Baharın gelişiyle birlikte kutlanan Hıdırellez’de en sık uygulanan geleneklerden biri, kötü enerjilerden ve hastalıklardan korunmak amacıyla yakılan ateşin üzerinden üç defa atlanmasıdır. Bunun yanı sıra, dileklerin küçük kağıtlara yazılarak gül ağacının altına gömülmesi ya da dallarına asılması da en yaygın ritüeller arasında yer alır.
41 Taş ve Deniz Suyu Geleneği
Bir diğer gelenek ise, dere ya da deniz kıyısında dilek dilenerek toplanan 41 taşın, yıl boyunca saklanmasıdır. Bu taşlar bir sonraki Hıdırellez'de yeniden suya bırakılır ve yenileri toplanır. Ayrıca, denizden alınan suyun eve serpilmesinin bolluk getireceğine inanılır.

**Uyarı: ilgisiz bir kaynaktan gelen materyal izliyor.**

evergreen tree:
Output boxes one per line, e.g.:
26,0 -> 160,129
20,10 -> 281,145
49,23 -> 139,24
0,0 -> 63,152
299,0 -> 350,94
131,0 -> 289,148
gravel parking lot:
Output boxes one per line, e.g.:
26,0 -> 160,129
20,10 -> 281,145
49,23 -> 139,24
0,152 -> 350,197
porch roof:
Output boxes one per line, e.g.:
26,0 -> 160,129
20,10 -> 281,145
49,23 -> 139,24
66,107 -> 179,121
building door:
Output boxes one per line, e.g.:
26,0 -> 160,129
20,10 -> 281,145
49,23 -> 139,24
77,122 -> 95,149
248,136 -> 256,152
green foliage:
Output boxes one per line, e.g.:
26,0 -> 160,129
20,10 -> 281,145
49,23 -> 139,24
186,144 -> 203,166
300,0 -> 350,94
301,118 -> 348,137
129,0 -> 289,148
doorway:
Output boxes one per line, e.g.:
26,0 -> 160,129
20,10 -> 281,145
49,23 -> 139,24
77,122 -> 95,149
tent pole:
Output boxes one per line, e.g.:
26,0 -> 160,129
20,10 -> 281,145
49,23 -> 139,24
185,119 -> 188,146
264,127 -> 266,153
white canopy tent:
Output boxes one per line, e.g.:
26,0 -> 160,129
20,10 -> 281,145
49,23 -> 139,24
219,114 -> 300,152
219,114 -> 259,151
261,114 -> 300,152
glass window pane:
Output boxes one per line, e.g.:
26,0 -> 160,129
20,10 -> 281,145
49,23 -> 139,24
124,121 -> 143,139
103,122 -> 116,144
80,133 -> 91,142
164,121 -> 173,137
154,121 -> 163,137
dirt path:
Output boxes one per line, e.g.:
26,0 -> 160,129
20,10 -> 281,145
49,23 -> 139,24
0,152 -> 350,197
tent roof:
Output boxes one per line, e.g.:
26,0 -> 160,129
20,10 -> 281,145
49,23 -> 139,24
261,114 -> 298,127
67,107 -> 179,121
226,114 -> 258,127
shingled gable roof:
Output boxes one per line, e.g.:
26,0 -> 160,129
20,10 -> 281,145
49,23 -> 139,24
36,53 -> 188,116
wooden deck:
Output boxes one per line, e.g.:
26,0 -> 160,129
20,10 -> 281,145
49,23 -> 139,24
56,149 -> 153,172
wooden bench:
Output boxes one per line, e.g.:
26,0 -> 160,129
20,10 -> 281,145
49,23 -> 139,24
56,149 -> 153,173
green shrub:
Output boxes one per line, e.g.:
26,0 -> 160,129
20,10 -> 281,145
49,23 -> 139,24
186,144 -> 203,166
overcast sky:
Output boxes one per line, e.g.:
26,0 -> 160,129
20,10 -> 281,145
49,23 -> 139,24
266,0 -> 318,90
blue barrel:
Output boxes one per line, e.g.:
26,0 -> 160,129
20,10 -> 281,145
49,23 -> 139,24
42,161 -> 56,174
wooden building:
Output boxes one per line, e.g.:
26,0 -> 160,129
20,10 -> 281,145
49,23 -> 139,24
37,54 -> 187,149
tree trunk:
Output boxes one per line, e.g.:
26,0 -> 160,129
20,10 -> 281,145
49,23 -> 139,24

Niyetler ve Çömlek Ritüeli
Dileklerin yazıldığı kağıtlar bazen bir akarsuya bırakılır. Çiğ damlalarıyla mayalanan yoğurt ve hamur da yine o günün bereketini simgeler. Bekar genç kızlara ait takılar su dolu çömleğe konularak ağzı kapatılır, ertesi sabah maniler eşliğinde açılarak eğlenceli bir fal bakma geleneği yaşatılır.
Gül Ağacıyla Dilek Tutma
Dileklerin bereketle hayat bulması için bakliyatlar küçük keselerle gül ağacına bağlanır ve bir gece boyunca burada bırakılır. Sonrasında bu bakliyatlar, yemeklerde azar azar kullanılır. Ayrıca, salıncakta oturan genç kızı evlenmek isteyen erkeğin sallaması da eski geleneklerdendir. Meyve vermeyen ağacın yanına gidilip ürün vermemesi halinde kesileceği söylenerek bereket çağrısı yapılır.
Gül Ağacı Yoksa Ne Yapılır?
Herkesin gül ağacı bulması mümkün olmadığından, alternatif yollar da kullanılır. Saksı bitkileri, canlı ağaçlar ya da dallar da niyet için yeterlidir. Önemli olan toprağa bağlı ve canlı bir varlığa dileğin sunulmasıdır.
Gül bulunamayan yerlerde dilekler akan suya – özellikle nehir, dere ya da denize – bırakılır. Bu, Hızır’ın suyla olan bağı nedeniyle kutsal kabul edilir. Bazı kişiler ise dileğini yazıp yastığının altına koyar, ilk gördüğü rüyayı dileğiyle yorumlar. Şehirde yaşayanlar ise dileklerini balkon demirlerine veya pencere kenarlarına asarak ritüeli yerine getirir.